UCDSU on-campus voting takes place on the 4th and 5th of April.
The existing UCDSU Education Officer is asking students to ‘Rely on Ní Riada’ and select her to be the new President of the SU. Martha Ní Riada has a year of Sabbat experience under her belt, and a handful of achievements to show for herself too, such as achieving a decrease in resit fees for students. She is knowledgeable about the structures of UCD and has demonstrated a strong understanding of how to get things done on the job.
Ní Riada decided to run for UCDSU President in November after “seeing the positive impact” her work as Education Officer was having on students, “I could see there were things being changed by the work of the union, and I could see the value of it […] I wanted to run for President because I could see things I wanted to do differently.”
Ní Riada anticipates that her presidential style will differ from those that have come before her, but she admits that she will take learnings from each of the previous SU Presidents that she has worked with. She believes that her hard-working nature and willingness to listen to others puts her in a unique position to lay the foundations of the relationship with the new UCD President Orla Feely.

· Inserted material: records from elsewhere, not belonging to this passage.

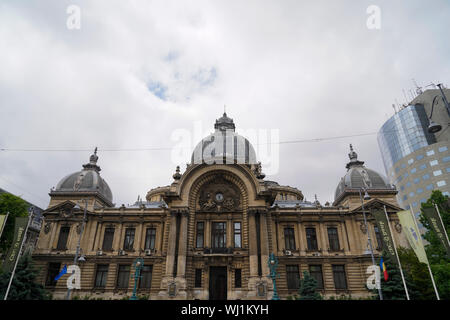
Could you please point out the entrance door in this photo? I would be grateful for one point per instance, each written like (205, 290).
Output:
(218, 283)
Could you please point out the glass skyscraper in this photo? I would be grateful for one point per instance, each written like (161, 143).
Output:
(404, 133)
(416, 161)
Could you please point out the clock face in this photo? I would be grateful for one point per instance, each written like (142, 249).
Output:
(219, 197)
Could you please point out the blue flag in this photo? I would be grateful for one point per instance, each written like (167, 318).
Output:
(63, 272)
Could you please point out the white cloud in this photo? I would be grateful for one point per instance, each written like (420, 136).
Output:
(310, 70)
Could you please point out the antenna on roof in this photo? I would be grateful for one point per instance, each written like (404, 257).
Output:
(418, 89)
(406, 102)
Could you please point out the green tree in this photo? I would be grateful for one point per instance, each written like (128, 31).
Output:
(436, 253)
(17, 207)
(308, 288)
(393, 288)
(420, 287)
(23, 286)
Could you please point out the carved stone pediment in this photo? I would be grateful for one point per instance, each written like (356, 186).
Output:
(219, 196)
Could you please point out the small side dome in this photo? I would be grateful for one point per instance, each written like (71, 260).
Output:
(224, 146)
(358, 176)
(86, 180)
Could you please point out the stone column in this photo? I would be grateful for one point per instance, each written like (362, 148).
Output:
(171, 245)
(264, 242)
(182, 246)
(253, 249)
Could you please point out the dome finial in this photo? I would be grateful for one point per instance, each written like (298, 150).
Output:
(353, 158)
(93, 159)
(224, 123)
(352, 155)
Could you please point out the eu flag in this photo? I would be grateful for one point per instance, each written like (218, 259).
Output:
(383, 268)
(63, 272)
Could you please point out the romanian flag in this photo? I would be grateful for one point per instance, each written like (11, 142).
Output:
(383, 268)
(63, 272)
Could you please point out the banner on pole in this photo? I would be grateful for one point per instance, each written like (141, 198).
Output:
(435, 221)
(386, 236)
(2, 223)
(412, 234)
(20, 226)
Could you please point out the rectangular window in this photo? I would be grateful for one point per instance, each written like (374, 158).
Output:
(237, 235)
(123, 276)
(63, 237)
(379, 239)
(437, 173)
(198, 278)
(145, 282)
(219, 235)
(333, 239)
(129, 239)
(316, 272)
(289, 238)
(434, 163)
(292, 277)
(108, 239)
(101, 275)
(441, 183)
(311, 238)
(200, 235)
(52, 272)
(340, 281)
(237, 278)
(150, 238)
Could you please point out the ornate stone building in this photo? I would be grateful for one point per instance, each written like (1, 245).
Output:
(209, 234)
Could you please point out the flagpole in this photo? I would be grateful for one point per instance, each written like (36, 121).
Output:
(396, 254)
(442, 222)
(4, 224)
(428, 264)
(18, 257)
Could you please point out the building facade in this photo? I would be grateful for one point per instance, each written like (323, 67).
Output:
(417, 161)
(209, 234)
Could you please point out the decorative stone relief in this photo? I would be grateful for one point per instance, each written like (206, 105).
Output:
(219, 196)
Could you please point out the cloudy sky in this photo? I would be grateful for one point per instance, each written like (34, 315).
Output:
(137, 73)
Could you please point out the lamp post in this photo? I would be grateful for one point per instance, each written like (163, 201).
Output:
(138, 264)
(273, 264)
(433, 127)
(77, 252)
(367, 197)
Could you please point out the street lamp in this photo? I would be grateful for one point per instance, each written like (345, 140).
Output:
(369, 240)
(434, 127)
(273, 264)
(138, 264)
(77, 252)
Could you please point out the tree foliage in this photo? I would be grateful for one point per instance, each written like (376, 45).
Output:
(308, 288)
(436, 253)
(23, 286)
(17, 207)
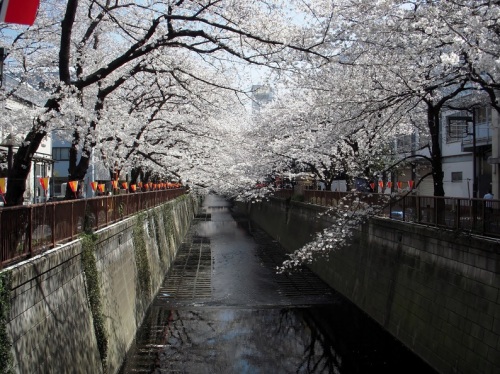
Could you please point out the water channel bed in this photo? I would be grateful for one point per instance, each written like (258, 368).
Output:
(223, 309)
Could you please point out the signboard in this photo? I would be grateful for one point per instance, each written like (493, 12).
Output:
(22, 12)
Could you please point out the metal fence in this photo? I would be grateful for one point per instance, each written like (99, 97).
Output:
(479, 216)
(32, 229)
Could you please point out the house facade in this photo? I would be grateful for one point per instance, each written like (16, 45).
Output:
(25, 98)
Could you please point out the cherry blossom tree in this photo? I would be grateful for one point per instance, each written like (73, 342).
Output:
(96, 47)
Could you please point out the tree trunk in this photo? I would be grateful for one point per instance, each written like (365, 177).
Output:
(436, 156)
(16, 183)
(77, 173)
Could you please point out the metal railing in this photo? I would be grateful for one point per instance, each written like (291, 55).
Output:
(28, 230)
(478, 216)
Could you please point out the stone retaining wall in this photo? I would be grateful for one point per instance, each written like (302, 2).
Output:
(52, 323)
(436, 291)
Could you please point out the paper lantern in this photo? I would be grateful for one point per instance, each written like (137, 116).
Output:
(22, 12)
(44, 182)
(73, 185)
(2, 188)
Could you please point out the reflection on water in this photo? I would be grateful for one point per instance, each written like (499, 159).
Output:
(256, 321)
(326, 339)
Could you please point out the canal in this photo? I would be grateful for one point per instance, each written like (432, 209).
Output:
(223, 309)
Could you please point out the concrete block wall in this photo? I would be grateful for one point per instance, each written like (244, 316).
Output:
(51, 325)
(436, 291)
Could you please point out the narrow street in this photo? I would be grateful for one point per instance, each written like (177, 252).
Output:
(223, 309)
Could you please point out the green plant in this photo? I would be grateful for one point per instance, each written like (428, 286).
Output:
(94, 295)
(141, 256)
(6, 358)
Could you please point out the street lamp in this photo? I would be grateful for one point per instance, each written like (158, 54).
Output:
(3, 55)
(458, 127)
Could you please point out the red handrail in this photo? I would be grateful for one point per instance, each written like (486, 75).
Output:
(32, 229)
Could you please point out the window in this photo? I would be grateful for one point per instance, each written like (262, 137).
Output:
(483, 115)
(60, 153)
(456, 176)
(456, 130)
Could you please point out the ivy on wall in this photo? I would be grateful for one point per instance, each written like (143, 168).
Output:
(92, 287)
(159, 242)
(6, 359)
(141, 256)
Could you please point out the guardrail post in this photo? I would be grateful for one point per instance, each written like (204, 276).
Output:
(419, 213)
(72, 219)
(30, 231)
(53, 225)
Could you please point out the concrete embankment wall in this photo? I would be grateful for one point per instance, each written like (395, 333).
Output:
(436, 291)
(76, 309)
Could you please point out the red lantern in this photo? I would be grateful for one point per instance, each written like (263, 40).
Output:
(2, 188)
(74, 186)
(22, 12)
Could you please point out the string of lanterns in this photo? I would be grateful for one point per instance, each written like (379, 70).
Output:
(399, 184)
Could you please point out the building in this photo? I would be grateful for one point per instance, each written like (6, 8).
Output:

When asked if she thinks that the race for SU President being uncontested is a problem, Ní Riada said; “Generally uncontested races are a bad thing. For a healthy democracy, contested races are better” however, she maintained that the primary reasons for a lack of candidates resulted from issues surrounding the housing crisis and the cost of living crisis, two issues that the Union are actively campaigning against. She also blamed the Covid-19 pandemic for poor engagement from the older years, who were previously more inclined to run for sabbatical positions. “I’m hopeful in the coming years we will have more contested sabbatical races because the interest is quite high, but the students who are interested are too young [to run].”
One of Ní Riada’s core manifesto points is visibility, recommending more SU presence on the ground and believing that the Union needs to be proactive in attracting students to its activism. She wants to increase transparency as to what the UCDSU Sabbatical Officers do on a day-to-day basis and to explain what the Union achieves on the college’s various boards and committees.

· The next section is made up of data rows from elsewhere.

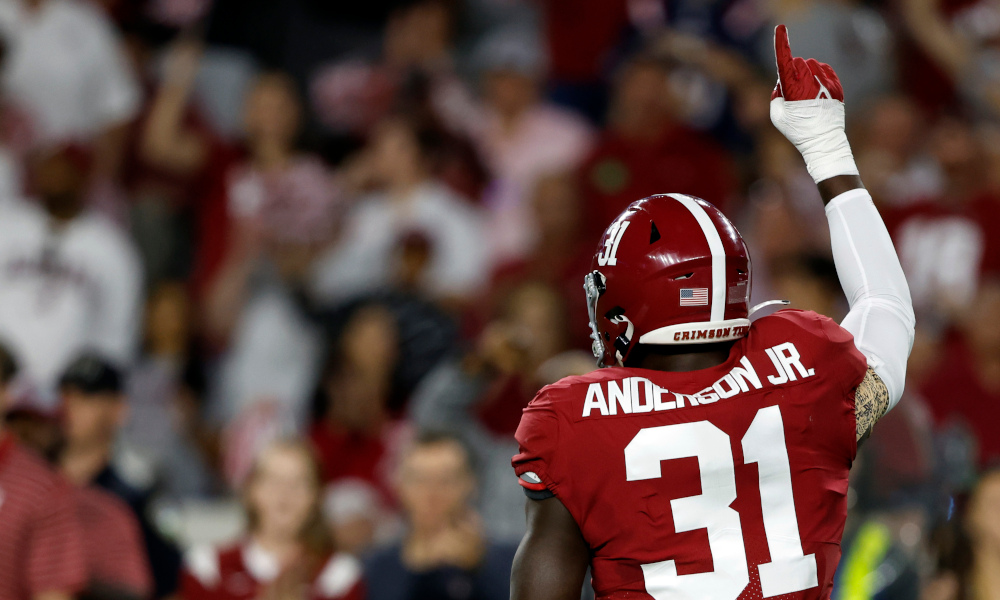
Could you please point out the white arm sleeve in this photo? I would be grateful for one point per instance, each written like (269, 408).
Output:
(881, 316)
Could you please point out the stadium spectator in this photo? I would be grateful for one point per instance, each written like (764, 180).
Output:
(42, 556)
(356, 437)
(559, 257)
(67, 67)
(409, 202)
(948, 242)
(968, 563)
(444, 553)
(94, 410)
(69, 279)
(287, 553)
(965, 384)
(284, 208)
(644, 151)
(521, 137)
(358, 518)
(166, 390)
(17, 136)
(175, 168)
(482, 394)
(117, 565)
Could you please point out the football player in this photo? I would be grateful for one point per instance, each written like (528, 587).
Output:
(709, 460)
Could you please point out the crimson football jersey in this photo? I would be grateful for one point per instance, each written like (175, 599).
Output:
(724, 483)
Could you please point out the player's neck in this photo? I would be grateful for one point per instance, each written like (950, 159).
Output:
(680, 358)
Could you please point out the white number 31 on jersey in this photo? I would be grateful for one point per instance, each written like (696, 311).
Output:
(764, 443)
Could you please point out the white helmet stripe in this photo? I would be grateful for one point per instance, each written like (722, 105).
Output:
(717, 250)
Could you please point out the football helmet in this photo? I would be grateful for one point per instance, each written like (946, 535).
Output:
(671, 269)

The current Education Officer wants to create a “culture of consent”, by working with the UCD Dignity & Respect Service to identify areas of concern on campus. She demonstrated a cohesive understanding of the way the college’s anti-harassment structures worked, though did not specify how she would enact change to create said culture.

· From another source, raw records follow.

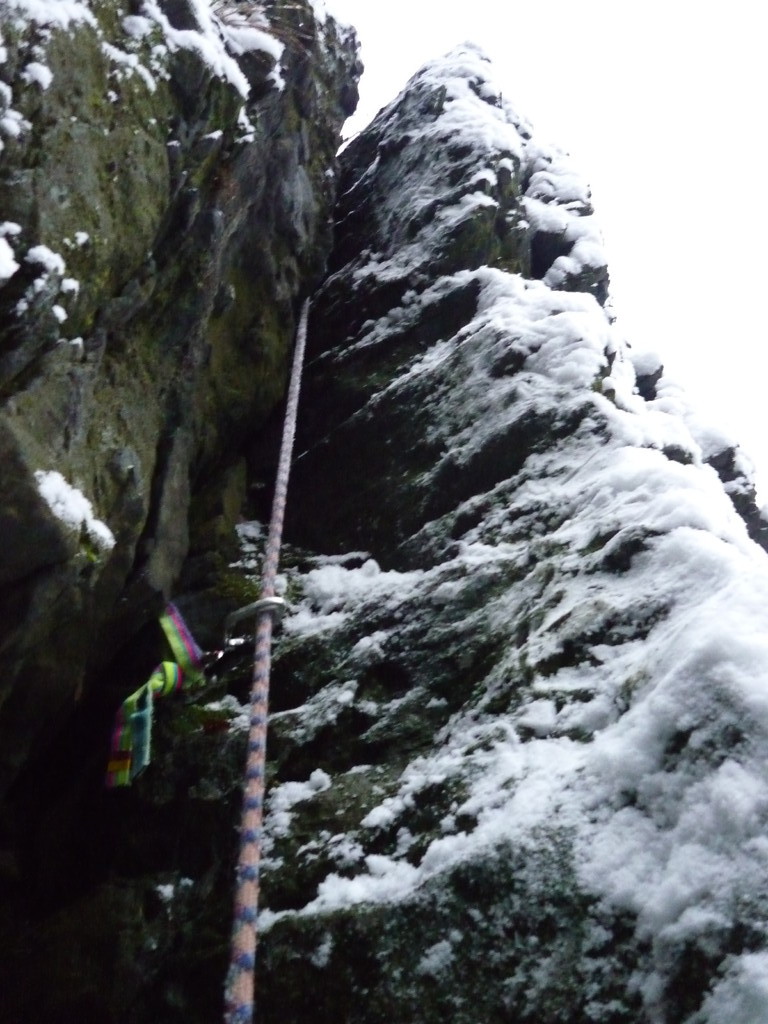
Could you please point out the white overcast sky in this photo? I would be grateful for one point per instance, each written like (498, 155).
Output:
(662, 105)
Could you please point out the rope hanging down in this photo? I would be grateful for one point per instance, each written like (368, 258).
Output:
(240, 983)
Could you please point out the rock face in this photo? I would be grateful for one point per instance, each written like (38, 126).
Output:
(166, 192)
(520, 725)
(518, 732)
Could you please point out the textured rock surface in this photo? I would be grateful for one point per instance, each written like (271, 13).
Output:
(518, 771)
(519, 721)
(167, 179)
(166, 189)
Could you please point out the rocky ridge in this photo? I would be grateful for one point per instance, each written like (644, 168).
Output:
(518, 731)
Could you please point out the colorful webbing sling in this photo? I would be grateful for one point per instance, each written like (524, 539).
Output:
(131, 736)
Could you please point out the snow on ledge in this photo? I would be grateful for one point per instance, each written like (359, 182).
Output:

Ní Riada aims to make on-campus food options cheaper, while the SU shops do not regularly make a meaningful profit from students, she will look to focus on the other organisations on campus, such as the Centra in the UCD Village which is run by the Michael Wright Group, “In the village, the Centra is extremely expensive […] we’ve already been discussing with the Bursar [UCD’s chief accountant] and other people in UCD Estates, and they do recognise that it’s extremely expensive.”
Ní Riada recognised that the Union had no control over the private companies who run many of the food establishments on campus, but said “UCD does own the building they’re in and gives them the licences to rent the properties, so have some say over what is sold in the shops” and would seek to leverage this to put pressure on Centra to lower its prices.
The only Presidential candidate who has focused many of her campaign promises on the topic of the environment and sustainability, promising to ensure that sustainable thinking would stay at the forefront of UCD’s agenda. Ní Riada believes that the University’s new position of Vice-President of Sustainability comes at an important time for the college and offers opportunities for the Union to work with the new appointee to collaborate on future projects.
The Presidential candidate anticipates that a highlight of her Presidential year will be the digs drive in September. She hopes that under her supervision the drive will “get a large amount of beds” and effectively “emphasise the need for seven-day lets [sic]”. She also hopes that the profile of the Union on campus will be higher under her tenure.
She is in favour of rejoining the Union of Students in Ireland; “If we’re not in it, we can’t change it.”, but says that she would respect students’ choice not to restart a relationship with the national union, though notes UCDSU has the same problems as USI with engagement and transparency.
Ní Riada noted that “if we do join USI, that’s something that’s very important, that campaigns we are involved in have an endpoint” and that these campaigns must bring about change.